- Born: William Hamilton Paxton
- Died: July 23, 2025
- Known for: Adobe Systems, PostScript, Modules for Experiments in Stellar Astrophysics (MESA)
- Awards: Beatrice M. Tinsley Prize
- Scientific career
- Fields: Computer Science, Astrophysics
- Thesis: A framework for speech understanding (1977)

= Bill Paxton (computer scientist) =

American computer scientist

William Paxton was a computer scientist at the University of California, Santa Barbara. He was one of the founders of Adobe Systems and became one of the original designers and implementors of the PostScript page description language. He is also the creator of the most widely-used open-source software to simulate stars for computational stellar astrophysics research, MESA.
In 2021, Paxton was awarded the Beatrice M. Tinsley Prize for developing the MESA software.

Paxton died in July 2025.

==Stanford==
Paxton received his PhD from Stanford in 1977. He worked with Doug Engelbart at the Stanford Research Institute where the group would build the Online System (NLS) and was there during "The Mother of All Demos" in which he appeared.

==Xerox PARC==
After leaving Stanford, Paxton would join the Xerox Palo Alto Research Center (PARC) where they were working on emerging technologies, including Ethernet, networked personal computers, bitmap displays, graphical user-interfaces, and laser printers.

==Adobe==
Paxton joined Adobe in 1983. He built the Type 1 font algorithms for PDF. Paxton and his team received the ACM Software System Award in 1989 for the design of the PostScript language and implementation.
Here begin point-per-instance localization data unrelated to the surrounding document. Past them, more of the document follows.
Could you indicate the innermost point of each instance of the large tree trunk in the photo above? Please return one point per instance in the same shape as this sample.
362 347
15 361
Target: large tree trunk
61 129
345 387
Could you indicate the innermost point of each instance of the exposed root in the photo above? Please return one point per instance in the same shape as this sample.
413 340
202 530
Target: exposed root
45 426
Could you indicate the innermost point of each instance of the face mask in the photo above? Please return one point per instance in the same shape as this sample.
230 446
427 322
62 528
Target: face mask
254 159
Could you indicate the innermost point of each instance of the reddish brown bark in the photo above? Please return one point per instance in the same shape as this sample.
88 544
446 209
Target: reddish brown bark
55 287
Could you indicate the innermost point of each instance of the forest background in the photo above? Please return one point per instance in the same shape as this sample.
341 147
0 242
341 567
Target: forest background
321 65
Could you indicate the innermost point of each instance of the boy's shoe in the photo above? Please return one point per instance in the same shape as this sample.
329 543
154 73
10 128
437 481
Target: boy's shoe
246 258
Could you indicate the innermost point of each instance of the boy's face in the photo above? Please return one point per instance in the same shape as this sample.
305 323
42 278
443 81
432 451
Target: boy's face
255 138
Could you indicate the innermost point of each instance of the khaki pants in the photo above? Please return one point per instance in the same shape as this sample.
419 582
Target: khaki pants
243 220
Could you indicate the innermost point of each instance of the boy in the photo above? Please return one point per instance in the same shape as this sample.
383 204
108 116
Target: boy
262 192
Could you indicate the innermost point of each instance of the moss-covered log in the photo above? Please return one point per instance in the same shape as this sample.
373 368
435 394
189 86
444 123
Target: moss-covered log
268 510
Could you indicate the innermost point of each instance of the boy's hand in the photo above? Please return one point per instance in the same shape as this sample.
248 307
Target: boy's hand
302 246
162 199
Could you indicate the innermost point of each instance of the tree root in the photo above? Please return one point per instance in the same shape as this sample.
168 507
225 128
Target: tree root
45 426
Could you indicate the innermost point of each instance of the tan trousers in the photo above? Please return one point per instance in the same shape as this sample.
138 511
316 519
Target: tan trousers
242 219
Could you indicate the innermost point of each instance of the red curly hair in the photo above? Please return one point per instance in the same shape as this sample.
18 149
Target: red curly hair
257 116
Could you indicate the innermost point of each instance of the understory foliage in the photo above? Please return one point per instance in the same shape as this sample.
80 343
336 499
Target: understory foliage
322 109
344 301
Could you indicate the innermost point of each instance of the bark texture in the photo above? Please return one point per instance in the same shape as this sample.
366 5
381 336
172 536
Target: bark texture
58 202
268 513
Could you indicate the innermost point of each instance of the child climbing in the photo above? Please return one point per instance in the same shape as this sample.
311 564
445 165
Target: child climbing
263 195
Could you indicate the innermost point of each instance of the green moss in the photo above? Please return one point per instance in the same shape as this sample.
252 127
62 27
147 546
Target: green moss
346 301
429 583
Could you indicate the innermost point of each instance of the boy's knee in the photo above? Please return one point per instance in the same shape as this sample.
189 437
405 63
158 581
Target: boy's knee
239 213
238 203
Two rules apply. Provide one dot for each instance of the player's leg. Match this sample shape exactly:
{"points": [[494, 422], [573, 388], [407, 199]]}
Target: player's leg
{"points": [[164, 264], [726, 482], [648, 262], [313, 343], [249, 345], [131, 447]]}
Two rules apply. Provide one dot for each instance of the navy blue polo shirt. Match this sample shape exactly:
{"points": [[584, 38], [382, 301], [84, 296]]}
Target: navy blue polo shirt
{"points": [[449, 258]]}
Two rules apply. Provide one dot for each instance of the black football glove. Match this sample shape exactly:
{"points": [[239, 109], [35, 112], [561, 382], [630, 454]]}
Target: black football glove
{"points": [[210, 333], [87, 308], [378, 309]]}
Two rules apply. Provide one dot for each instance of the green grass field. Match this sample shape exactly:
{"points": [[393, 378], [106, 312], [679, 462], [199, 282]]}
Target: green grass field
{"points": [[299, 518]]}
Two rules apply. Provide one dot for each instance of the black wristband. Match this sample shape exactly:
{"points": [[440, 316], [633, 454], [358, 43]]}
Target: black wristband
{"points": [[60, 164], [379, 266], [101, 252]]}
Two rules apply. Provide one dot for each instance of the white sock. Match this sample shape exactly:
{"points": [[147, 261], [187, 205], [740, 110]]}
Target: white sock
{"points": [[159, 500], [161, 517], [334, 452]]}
==Kavli Institute for Theoretical Physics==
In 1990 Paxton retired from Adobe Systems. In the early 2000's, after moving to Santa Barbara, California and taking physics and math coursework at the University of California, Santa Barbara (UCSB), he became an unofficial scholar in residence at the Kavli Institute for Theoretical Physics (KITP) at UCSB, where he started working on the physics of stellar evolution. He is responsible for the EZ stellar evolution program and the creation of the open-source stellar evolution software Modules for Experiments in Stellar Astrophysics (MESA).